Ao povo, aconselha a “repartir” (“quem tiver duas
túnicas reparta com quem não tem nenhuma; e quem tiver mantimentos faça o
mesmo”). O verbo “repartir” desaloja-nos da vida construída à volta do “ter” e
obriga-nos a olhar para os irmãos que estão ao nosso lado. Não significa dar o
supérfluo ou as sobras, mas partilhar com o próximo, sem cálculo nem hesitação,
o pouco ou o muito que temos. Faz-nos tomar consciência de que os bens –
inclusive os que respondem às necessidades básicas do homem, como a roupa e os
alimentos – são dons de Deus postos à nossa disposição, mas destinados a todos.

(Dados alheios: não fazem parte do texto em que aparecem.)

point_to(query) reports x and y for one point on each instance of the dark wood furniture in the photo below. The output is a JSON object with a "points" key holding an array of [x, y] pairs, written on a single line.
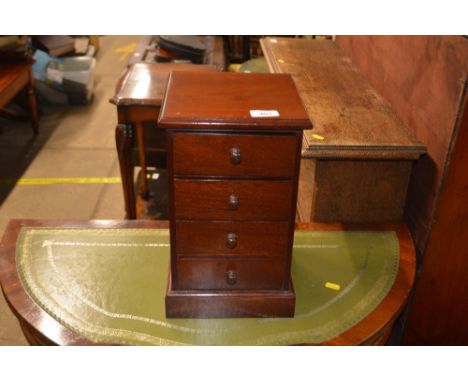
{"points": [[425, 79], [138, 99], [357, 161], [234, 176], [41, 329], [14, 77]]}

Ainda que hajam sido legitimamente adquiridos, os bens que temos pertencem a
todos os filhos e filhas de Deus. “Repartir” significa passar da economia da
posse para a economia do dom.
Aos publicanos, João recomenda que não se aproveitem
da sua condição para explorarem os seus irmãos (“não exijais nada além do que
vos foi prescrito”). Encarregados de recolher os impostos, os publicanos
tendiam a extorquir às pessoas quantias superiores ao estipulado; e a diferença
redundava em seu benefício. Ora, a cupidez que leva à exploração e ao roubo não
é compatível com a vida segundo Deus. O enriquecimento por meios ilícitos e
imorais, a exploração dos pobres, as falcatruas económicas que prejudicam a
comunidade, são crimes que destroem o tecido social.

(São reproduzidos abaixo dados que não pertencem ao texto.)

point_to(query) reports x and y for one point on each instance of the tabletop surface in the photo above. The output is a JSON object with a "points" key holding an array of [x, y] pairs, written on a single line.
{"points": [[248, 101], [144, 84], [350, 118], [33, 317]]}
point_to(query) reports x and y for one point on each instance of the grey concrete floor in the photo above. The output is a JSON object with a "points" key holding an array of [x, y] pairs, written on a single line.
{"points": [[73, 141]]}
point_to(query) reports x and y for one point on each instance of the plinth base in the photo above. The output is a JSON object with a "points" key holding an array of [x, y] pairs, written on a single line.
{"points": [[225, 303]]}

Aos soldados, João pede que não usem de violência e
que não abusem da força para cometer injustiças (“não pratiqueis violência com
ninguém nem denuncieis injustamente; e contentai-vos com o vosso soldo”). Em
virtude do seu ofício e do poder que as armas lhes conferiam, os soldados
profissionais usavam a força indiscriminadamente. Com facilidade maltratavam as
pessoas, obrigavam-nas a fazer trabalhos não remunerados, extorquiam dinheiro e
outros bens aos camponeses. Ora, a violência, o abuso do poder, a prepotência,
desumanizam o Mundo, subvertem o plano de Deus para o Mundo e trazem aos mais
frágeis sofrimento intolerável.
Os frutos de conversão que João pede referem-se a atitudes
e a comportamentos para com o próximo. A melhor forma de prepararmos o caminho
para o Senhor que vem é cuidarmos das nossas atitudes para com os irmãos, é
construirmos uma sociedade mais justa, solidária e fraterna.

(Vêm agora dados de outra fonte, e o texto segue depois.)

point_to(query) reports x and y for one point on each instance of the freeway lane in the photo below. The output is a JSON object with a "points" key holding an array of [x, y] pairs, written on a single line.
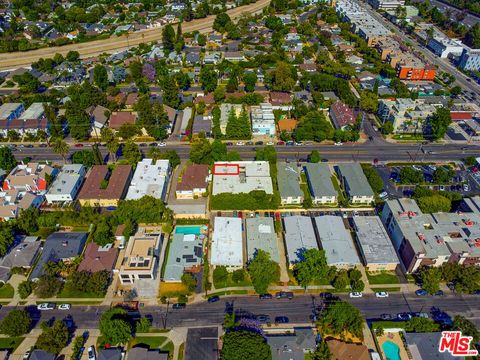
{"points": [[117, 43], [347, 152], [298, 310]]}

As pessoas que escutavam a pregação escatológica de
João interrogavam-se sobre o que aconteceria depois de João ter cumprido a sua
missão; como se processaria a intervenção de Deus na História, se apareceria “o
Messias” de Deus, para concretizar a restauração definitiva de Israel, e se o
“Messias” que o Povo esperava estaria, de algum modo, ligado à figura de João.
É destas questões que trata a segunda parte do Evangelho desta dominga.
João acreditava que, quando saísse de cena, iria
chegar outra figura, enviada por Deus, para concretizar a intervenção final de
Deus na História. João não lhe chamava “Messias”, para não acirrar a expetativa
messiânica do Povo. Referia-se-lhe como “o mais forte do que eu”, dizendo de si
próprio que não era digno de lhe “desatar as correias das sandálias”.
Desatar a correia das sandálias era tarefa de
escravos. A expressão traduz a consideração de João pel’O que há de vir e que é
“o mais forte”, O que Deus iria encarregar de uma tarefa superlativa na
História da Salvação, o mediador encarregado de concluir o processo que João
começara.
Provavelmente, João pensava que “o mais forte”,
enviado por Deus, iria trazer um batismo purificador, que teria duplo efeito:
queimaria a palha – isto é, tudo o que é mau, que não serve para nada – “num
fogo que não se apaga” e derramaria sobre os homens o Espírito da verdade.
O batismo “com o Espírito Santo e com o fogo” inundaria o Israel renovado com a
força transformadora de Deus; e o Povo, vivificado pelo Espírito de Deus,
conheceria a existência nova, a era definitiva de justiça, de paz e de vida plena.
Para Lucas, este anúncio de João concretizar-se-á plenamente no dia de
Pentecostes.
***
Na segunda
leitura (Fl 4,4-7), Paulo pede
aos cristãos de Filipos que se alegrem, porque “o Senhor está próximo”.
Conscientes dessa proximidade, os cristãos caminham pela vida serenos e
confiantes, distribuindo gestos de bondade e de generosidade, na constante escuta
de Deus, dos seus desafios, esperando o Senhor.
Nas recomendações de Paulo aos cristãos de Filipos, na
parte final da carta, sobressai o insistente convite à alegria: “Alegrai-vos
sempre no Senhor. Novamente vos digo: alegrai-vos”. O vocábulo usado por Paulo
(o verbo “khairô”) leva-nos à “alegria” (“khara”) que “ilumina” a noite do
nascimento de Jesus, quando o anjo comunica aos pastores de Belém a “boa
notícia”. É, pois, uma alegria que resulta da presença salvadora do Senhor
Jesus no meio dos homens. Cônscios dessa presença, os membros da comunidade
cristã devem viver na alegria e irradiar uma alegria que transforma a noite do
Mundo em aurora de esperança.
O apóstolo recomenda, ainda, aos Filipenses: que testemunhem
a bondade que aprenderam com Jesus; que confiem no amor de Deus e que não vivam
sobressaltados, distraídos pelas coisas do Mundo e pelos valores efémeros; que
cultivem a intimidade e o diálogo com Deus, apresentando-Lhe as dificuldades
que encontram no caminho e agradecendo-Lhe os seus dons e o seu amor.
Sobre essa existência serena e comprometida deve
pairar a certeza de que o Senhor vem (“o Senhor está próximo”). O cristão vive
da esperança. Quando se vive, tendo no horizonte a certeza da próxima vinda do
Senhor, caminha-se confiante, alegre e com o coração cheio de paz.
***
Em domingo “Gaudete”,
respondemos ao brado do convite à alegria com um hino de Isaías (Is
12,2-3.4bcd.5-6), em modo responsorial, sob o refrão “Povo do Senhor, exulta e canta de alegria”.
“Deus é o meu Salvador, tenho confiança e nada temo.
O Senhor é a minha força e o meu louvor. Ele é a minha
salvação.
“Tirareis água com alegria das fontes da salvação. Agradecei
ao Senhor, invocai o seu nome;
Anunciai aos povos a grandeza das suas obras, proclamai
a todos que o seu nome é santo.
“Cantai ao Senhor, porque Ele fez maravilhas, anunciai-as
em toda a terra.
Entoai cânticos de alegria, habitantes de Sião, porque
é grande no meio de vós o Santo de Israel.”